Reuters did not publish details of OpenAI's filing amount, timeline, or underwriters in the excerpt available. Anthropic's IPO plans were announced separately, also without disclosed financials at announcement.

The two companies have dominated private AI funding rounds and enterprise adoption over the past 18 months. OpenAI operates ChatGPT, Claude competes directly as Anthropic's flagship product. Both have captured significant share of enterprise API spend, research partnerships, and venture capital attention.

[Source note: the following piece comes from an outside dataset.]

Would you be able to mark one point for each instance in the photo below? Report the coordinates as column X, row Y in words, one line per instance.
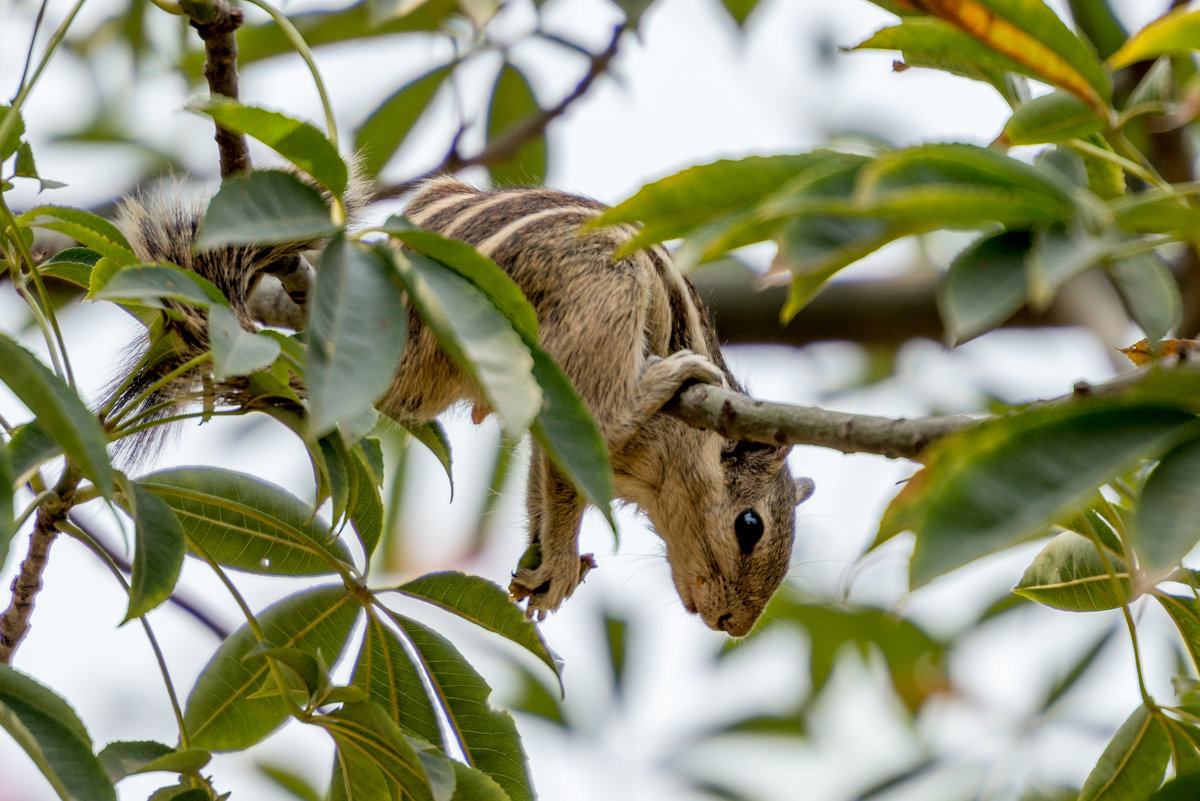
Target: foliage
column 1105, row 473
column 1073, row 184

Public markets mean pricing power shifts to buyers

IPO status does not determine technical superiority or market dominance. It does determine how these companies fund themselves, report results to shareholders, and price their services. Public companies face quarterly earnings pressure, analyst expectations, and disclosure obligations that private companies avoid.

For OpenAI and Anthropic, going public means moving from private venture-backed growth at any cost to public shareholder returns. That shift typically increases pressure on unit economics, API pricing, and SLA commitments. Enterprises currently paying as-you-go for API calls should expect tiered pricing, volume discounts tied to long-term contracts, and more aggressive commercial terms.

The timing matters. AI adoption is still early; enterprise workloads remain experimental or low-volume for most customers. Public companies will need to demonstrate that their user base is either growing fast enough to justify valuations or willing to pay much more per token. Both scenarios favor enterprises that lock pricing now.

Three moves before IPO closes

First, calculate your annual OpenAI and Anthropic API spend for the past 12 months. Include all tokens, fine-tuning runs, batch jobs, and seat licenses across all teams. Get the number in writing from finance.

Second, request a meeting with your account manager at both companies before the IPO roadshow begins (typically 2-4 weeks before filing, though neither company has published a date). Propose a multi-year, fixed-price contract pegged to current volume or a small growth multiple. Offer a 10-15% prepay discount in exchange for a 24-month lock. Public companies cannot usually grant retroactive discounts on volume that has already been consumed, so this must happen before listing.

Third, audit your model dependency. If 80% of your AI spend goes to one vendor, consider running parallel workloads on the competing lab's model for 10% of your use cases. This gives you negotiating leverage and technical insurance if either company's pricing or SLA terms shift post-IPO.